Felix has since continued to receive significant interest on the recruiting trail, receiving offers from Auburn, Georgia, Florida, and Miami among others, but Camden still has the services of the Class of 2022 running back for two more seasons to aid it in its quest for the program’s fourth state championship.


Frederica Academy was coming off its own state title this past season, but the graduation of six college football players from a GISA program with tight numbers made the 2019-20 season a rebuilding one for a program that had gone 33-13 with three region championships over the previous four seasons under head coach Brandon Derrick.

An 0-2 start was easy to shake off for the Knights after seeing the same record lead to a title the season prior, but after losing just its fourth region game in its last 17 matchups and sitting at 2-3 on the year, Frederica was in search of a spark early against Westfield School.

Freshman quarterback Tyler Devlin took a snap out of the shotgun on the Knights’ side of the field and lofted a screen pass over the outstretched arms of a leaping incoming rusher to running back Deke Jernigan, who plucked the ball out of the sky with one hand before weaving his way down the field, going around and through various defenders on his way to the end zone.

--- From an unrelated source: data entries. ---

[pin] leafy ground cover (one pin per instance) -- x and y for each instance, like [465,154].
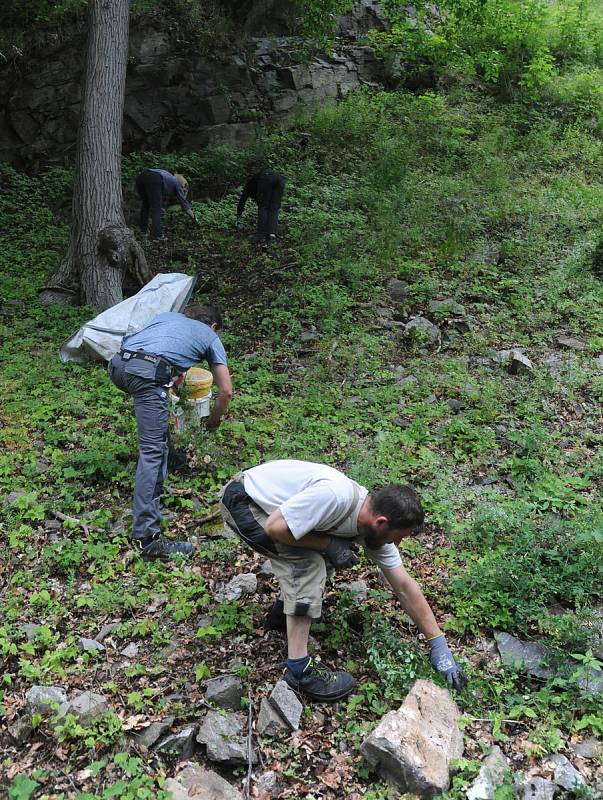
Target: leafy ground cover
[491,209]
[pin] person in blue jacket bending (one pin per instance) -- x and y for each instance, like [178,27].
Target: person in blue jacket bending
[158,188]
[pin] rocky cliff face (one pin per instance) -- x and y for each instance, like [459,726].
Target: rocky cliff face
[177,98]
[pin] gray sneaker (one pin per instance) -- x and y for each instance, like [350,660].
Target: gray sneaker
[321,684]
[164,549]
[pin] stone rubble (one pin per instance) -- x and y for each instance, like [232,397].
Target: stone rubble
[535,788]
[225,691]
[196,783]
[148,736]
[42,699]
[180,745]
[491,775]
[566,775]
[85,706]
[239,586]
[414,746]
[224,739]
[423,325]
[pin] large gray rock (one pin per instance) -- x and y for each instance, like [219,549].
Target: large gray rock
[41,699]
[419,326]
[535,788]
[224,739]
[270,722]
[31,630]
[91,645]
[566,775]
[588,748]
[534,658]
[529,657]
[414,746]
[397,290]
[196,783]
[180,745]
[571,343]
[21,729]
[238,587]
[515,361]
[358,589]
[151,734]
[130,650]
[268,783]
[490,777]
[284,700]
[86,707]
[225,692]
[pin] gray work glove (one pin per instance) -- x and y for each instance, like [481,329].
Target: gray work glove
[444,663]
[341,553]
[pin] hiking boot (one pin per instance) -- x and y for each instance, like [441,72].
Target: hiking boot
[321,684]
[276,619]
[163,549]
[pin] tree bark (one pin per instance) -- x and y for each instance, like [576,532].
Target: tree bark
[93,267]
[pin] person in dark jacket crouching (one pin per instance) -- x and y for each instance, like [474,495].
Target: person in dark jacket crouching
[266,188]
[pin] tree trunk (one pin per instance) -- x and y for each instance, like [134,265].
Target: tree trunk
[101,248]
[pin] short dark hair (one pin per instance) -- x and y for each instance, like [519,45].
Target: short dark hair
[400,504]
[207,314]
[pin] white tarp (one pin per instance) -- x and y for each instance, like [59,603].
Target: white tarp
[101,337]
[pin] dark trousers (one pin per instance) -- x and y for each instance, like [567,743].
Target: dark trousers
[137,378]
[149,186]
[271,187]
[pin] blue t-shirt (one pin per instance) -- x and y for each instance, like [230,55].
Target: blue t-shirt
[182,341]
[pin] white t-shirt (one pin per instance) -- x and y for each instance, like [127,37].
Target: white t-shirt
[314,497]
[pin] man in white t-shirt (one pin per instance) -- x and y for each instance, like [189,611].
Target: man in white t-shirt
[304,516]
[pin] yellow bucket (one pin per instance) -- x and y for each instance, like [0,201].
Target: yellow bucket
[198,383]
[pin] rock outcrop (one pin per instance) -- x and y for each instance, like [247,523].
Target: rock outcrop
[178,98]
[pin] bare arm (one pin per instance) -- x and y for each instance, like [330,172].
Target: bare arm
[412,600]
[224,383]
[276,527]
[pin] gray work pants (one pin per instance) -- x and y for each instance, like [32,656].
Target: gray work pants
[137,378]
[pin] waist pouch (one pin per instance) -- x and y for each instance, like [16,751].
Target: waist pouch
[164,370]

“We had just come off the loss to Pinewood, and I want to say it was pretty close,” Derrick said. “I think we were maybe ahead 10-7, and then we ran that screen play, he caught it and broke two or three tackles, ran down the sidelines and scored the touchdown. At the same time, I think he got his helmet torn off for a personal foul penalty, and it kind of had everybody a little excited and motivated.

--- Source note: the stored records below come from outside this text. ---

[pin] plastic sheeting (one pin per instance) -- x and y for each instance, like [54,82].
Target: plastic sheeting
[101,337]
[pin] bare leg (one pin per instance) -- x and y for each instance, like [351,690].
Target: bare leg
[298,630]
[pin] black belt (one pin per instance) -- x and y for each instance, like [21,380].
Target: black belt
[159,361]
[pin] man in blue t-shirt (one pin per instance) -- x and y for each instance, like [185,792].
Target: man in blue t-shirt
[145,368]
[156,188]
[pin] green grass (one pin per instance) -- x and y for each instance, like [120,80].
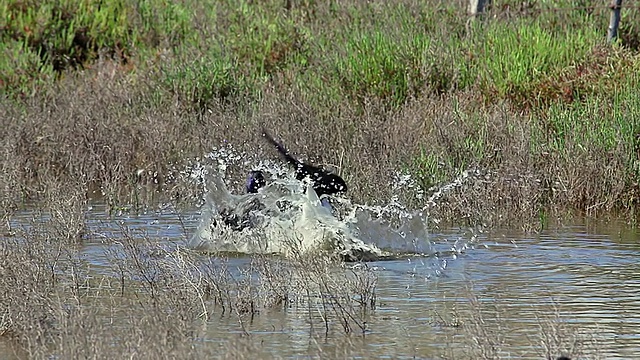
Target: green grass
[550,71]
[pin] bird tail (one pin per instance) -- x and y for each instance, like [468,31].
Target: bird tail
[283,152]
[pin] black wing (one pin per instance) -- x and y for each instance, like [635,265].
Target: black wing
[324,182]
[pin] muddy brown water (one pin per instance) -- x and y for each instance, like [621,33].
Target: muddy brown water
[586,274]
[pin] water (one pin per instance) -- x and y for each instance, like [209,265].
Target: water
[582,280]
[587,276]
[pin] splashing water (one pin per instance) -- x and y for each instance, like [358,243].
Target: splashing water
[283,218]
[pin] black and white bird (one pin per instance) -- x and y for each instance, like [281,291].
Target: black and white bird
[323,181]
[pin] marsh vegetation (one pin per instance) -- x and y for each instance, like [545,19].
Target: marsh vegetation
[118,101]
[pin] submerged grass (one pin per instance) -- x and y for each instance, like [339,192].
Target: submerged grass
[148,300]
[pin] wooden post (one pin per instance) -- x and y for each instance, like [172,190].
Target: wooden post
[614,20]
[476,7]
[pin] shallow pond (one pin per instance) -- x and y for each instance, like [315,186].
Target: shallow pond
[585,277]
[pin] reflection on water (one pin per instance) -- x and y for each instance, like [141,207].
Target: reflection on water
[588,277]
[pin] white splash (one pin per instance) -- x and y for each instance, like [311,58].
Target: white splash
[285,219]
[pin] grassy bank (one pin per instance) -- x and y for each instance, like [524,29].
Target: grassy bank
[120,97]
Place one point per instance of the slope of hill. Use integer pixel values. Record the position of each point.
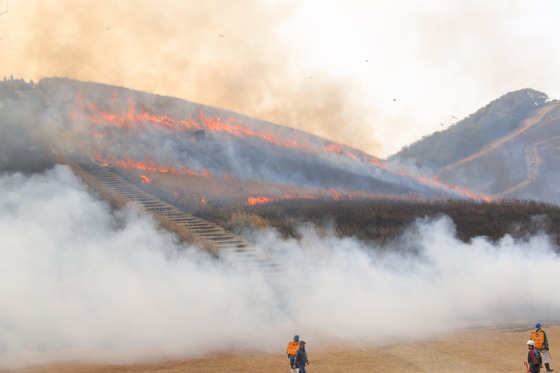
(516, 158)
(469, 135)
(170, 143)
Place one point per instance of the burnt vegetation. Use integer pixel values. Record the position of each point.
(381, 221)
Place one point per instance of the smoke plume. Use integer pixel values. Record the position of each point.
(79, 281)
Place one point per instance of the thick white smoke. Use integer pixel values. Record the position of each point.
(80, 281)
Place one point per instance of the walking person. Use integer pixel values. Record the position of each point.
(291, 350)
(534, 358)
(301, 357)
(541, 345)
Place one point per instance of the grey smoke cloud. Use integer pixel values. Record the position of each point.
(81, 282)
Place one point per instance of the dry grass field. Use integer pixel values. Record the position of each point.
(473, 351)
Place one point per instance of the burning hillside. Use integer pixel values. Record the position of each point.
(151, 137)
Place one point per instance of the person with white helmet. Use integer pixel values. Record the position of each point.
(541, 345)
(534, 359)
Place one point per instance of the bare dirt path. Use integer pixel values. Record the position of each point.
(472, 351)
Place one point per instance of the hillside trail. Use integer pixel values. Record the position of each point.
(468, 351)
(525, 125)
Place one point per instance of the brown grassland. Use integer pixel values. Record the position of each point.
(469, 351)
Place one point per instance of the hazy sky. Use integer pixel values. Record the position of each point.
(376, 75)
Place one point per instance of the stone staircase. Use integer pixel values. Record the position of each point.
(223, 243)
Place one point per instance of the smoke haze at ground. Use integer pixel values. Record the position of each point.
(80, 281)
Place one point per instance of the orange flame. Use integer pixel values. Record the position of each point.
(132, 118)
(260, 200)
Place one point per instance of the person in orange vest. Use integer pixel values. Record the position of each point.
(541, 345)
(534, 359)
(291, 350)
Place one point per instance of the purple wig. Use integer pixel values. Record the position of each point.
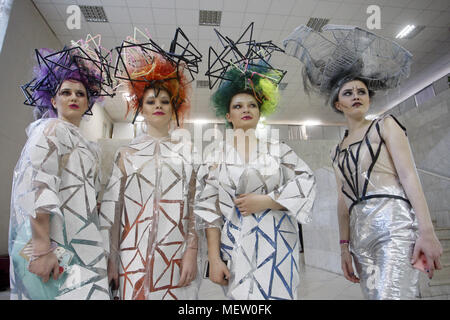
(53, 68)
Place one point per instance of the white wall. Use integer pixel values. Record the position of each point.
(123, 130)
(96, 126)
(26, 31)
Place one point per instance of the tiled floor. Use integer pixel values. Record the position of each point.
(315, 284)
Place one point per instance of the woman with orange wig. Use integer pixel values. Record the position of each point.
(147, 201)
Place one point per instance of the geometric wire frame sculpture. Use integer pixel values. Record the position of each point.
(90, 64)
(182, 54)
(242, 54)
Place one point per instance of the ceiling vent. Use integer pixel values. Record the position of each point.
(210, 18)
(317, 23)
(414, 32)
(94, 13)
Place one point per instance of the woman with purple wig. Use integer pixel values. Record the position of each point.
(55, 242)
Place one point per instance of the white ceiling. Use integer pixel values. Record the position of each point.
(274, 20)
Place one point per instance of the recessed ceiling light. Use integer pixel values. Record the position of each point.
(210, 18)
(311, 123)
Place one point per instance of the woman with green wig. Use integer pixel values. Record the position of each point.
(252, 193)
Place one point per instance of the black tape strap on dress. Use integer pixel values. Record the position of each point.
(341, 168)
(347, 162)
(373, 196)
(355, 161)
(399, 124)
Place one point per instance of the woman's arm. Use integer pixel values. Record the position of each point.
(400, 151)
(218, 271)
(110, 215)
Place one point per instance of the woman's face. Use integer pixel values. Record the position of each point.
(71, 101)
(353, 98)
(157, 107)
(243, 112)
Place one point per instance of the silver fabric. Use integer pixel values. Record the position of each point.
(264, 246)
(149, 199)
(383, 229)
(58, 174)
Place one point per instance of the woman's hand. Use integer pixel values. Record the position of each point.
(113, 273)
(428, 244)
(188, 270)
(249, 203)
(347, 265)
(218, 271)
(44, 266)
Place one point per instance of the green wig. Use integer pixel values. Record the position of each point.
(258, 80)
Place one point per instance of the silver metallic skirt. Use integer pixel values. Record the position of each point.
(382, 236)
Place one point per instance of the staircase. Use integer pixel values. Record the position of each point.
(439, 286)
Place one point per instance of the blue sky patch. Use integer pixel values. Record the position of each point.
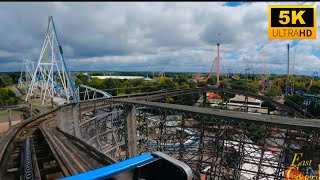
(235, 3)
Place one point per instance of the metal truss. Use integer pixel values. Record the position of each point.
(50, 78)
(27, 71)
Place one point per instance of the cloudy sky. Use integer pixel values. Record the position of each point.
(140, 36)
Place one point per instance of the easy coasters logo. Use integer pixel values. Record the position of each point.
(292, 22)
(293, 173)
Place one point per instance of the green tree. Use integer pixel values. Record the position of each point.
(293, 100)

“As a program in the past couple of years, we haven’t had a ton of struggles, and for us to get out of it through that play was a pretty big deal.”

Frederica went on to beat Westfield 44-10, and it rode the momentum to a 48-28 win over Trinity Christian a week later.

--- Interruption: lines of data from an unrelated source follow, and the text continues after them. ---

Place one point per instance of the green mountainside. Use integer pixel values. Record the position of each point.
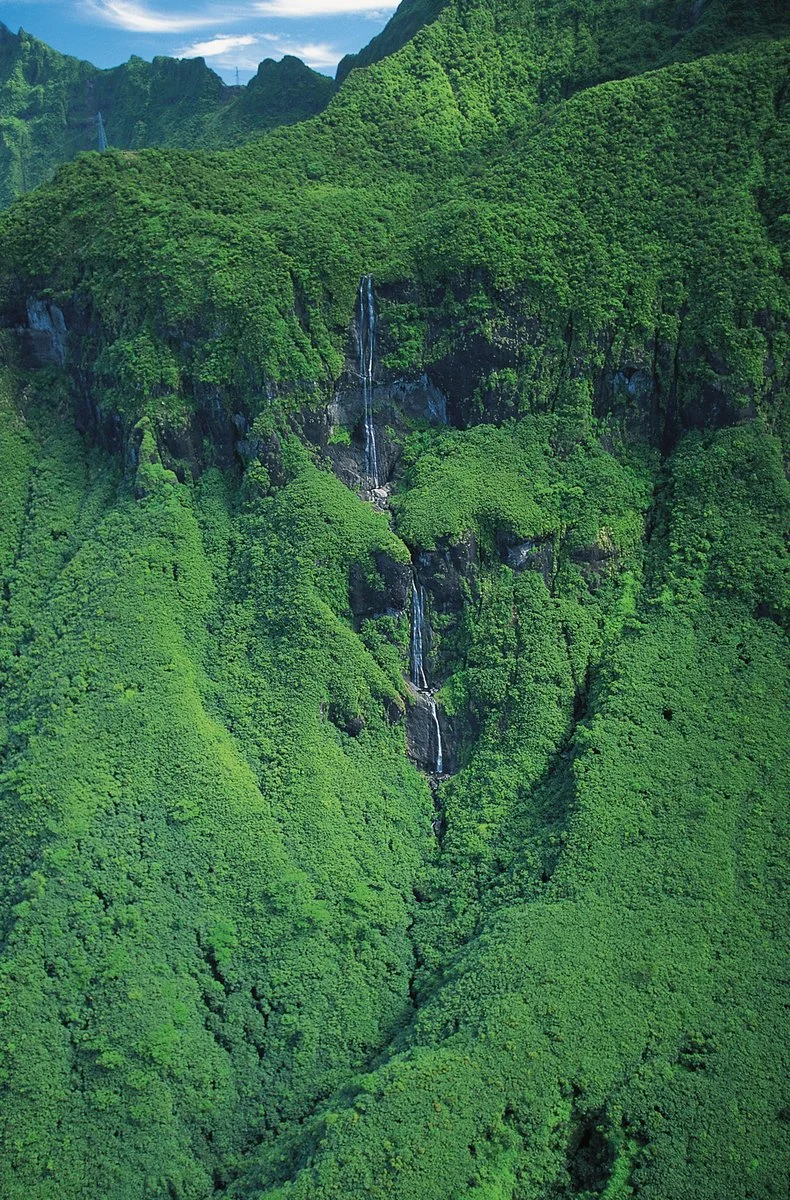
(292, 907)
(49, 103)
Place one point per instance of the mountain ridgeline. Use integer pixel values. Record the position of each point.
(393, 754)
(49, 105)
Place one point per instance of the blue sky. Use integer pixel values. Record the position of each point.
(227, 35)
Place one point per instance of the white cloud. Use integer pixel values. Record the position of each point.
(316, 54)
(299, 9)
(245, 51)
(219, 46)
(138, 18)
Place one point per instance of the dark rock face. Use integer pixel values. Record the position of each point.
(530, 556)
(396, 407)
(388, 594)
(449, 573)
(422, 736)
(593, 562)
(47, 333)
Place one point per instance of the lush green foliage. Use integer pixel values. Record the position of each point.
(237, 957)
(49, 102)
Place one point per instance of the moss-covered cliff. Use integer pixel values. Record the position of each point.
(49, 105)
(257, 941)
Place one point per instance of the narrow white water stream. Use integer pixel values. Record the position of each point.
(418, 666)
(366, 347)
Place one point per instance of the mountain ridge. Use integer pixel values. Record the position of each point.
(259, 939)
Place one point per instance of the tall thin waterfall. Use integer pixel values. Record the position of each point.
(440, 760)
(418, 666)
(366, 345)
(418, 636)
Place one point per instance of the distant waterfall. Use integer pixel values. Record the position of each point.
(366, 345)
(418, 666)
(440, 759)
(418, 636)
(101, 132)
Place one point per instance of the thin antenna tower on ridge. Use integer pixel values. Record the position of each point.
(101, 131)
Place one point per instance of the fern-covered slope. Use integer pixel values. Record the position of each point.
(246, 949)
(49, 105)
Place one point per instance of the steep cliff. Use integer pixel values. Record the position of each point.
(391, 645)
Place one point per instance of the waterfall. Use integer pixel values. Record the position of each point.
(366, 343)
(418, 666)
(418, 636)
(440, 760)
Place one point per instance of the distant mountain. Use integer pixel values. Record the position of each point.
(407, 21)
(49, 105)
(393, 579)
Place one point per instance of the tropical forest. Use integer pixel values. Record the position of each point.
(394, 583)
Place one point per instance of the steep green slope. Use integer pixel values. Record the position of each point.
(49, 103)
(246, 949)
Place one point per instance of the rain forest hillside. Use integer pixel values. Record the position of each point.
(51, 103)
(393, 631)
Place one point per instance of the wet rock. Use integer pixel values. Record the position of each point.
(449, 573)
(594, 562)
(422, 738)
(532, 555)
(385, 594)
(47, 333)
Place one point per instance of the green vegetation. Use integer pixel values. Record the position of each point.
(245, 949)
(49, 101)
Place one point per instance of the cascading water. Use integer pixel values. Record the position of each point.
(440, 759)
(418, 636)
(366, 345)
(418, 666)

Although the season was a bit of a step back for the Knights overall, Jernigan’s play was a lasting memory to his exploits on the football field — one of his last as the senior went on to sign a letter-of-intent to play baseball at Tallahassee Community College.


Glynn Academy feels it partially owes its playoff victory over Tucker to the momentum generated from a play in its regular-season finale against Bradwell Institute.

The Terrors were in the process of bouncing back from a three-game losing streak with three straight wins entering the postseason, leading the Tigers 30-0 with time ticking down in the first half.

Senior kicker Chase Gabriel had already set a program record, hitting on a pair of kicks from 52 yards, and another from 46, in the half, and with just a second remaining until halftime, he lined up for his fourth field goal attempt.

But instead, Gabriel sprinted to his right, caught a no look pass over the head of holder Bennett Colbert, and got around the edge to score a touchdown that’d ensure the second half would begin with a running clock.

“Were were in control of the game most of the game,” said Glynn Academy assistant Brett Hall. “We had just scored on the previous drive when we got the ball back, and to keep the momentum going, we went with what we call ‘LSU,’ which is LSU’s fake field goal or extra point play that they’ve used over the years.

“We looked at how they lined up against us on previous field goals or extra points, and we have a few different plays we can call if we see something they’re giving us. It just so happened that we looked like we could get it. We just really wanted to keep the momentum going right before halftime and demoralize the opponent a little bit, hopefully put another nail in the coffin per se.”

A favorite in the locker room, Gabriel was up for any assignment despite being on track to sign an LOI to kick at Florida International, and his touchdown fired up his fellow Terrors ahead of their playoff run.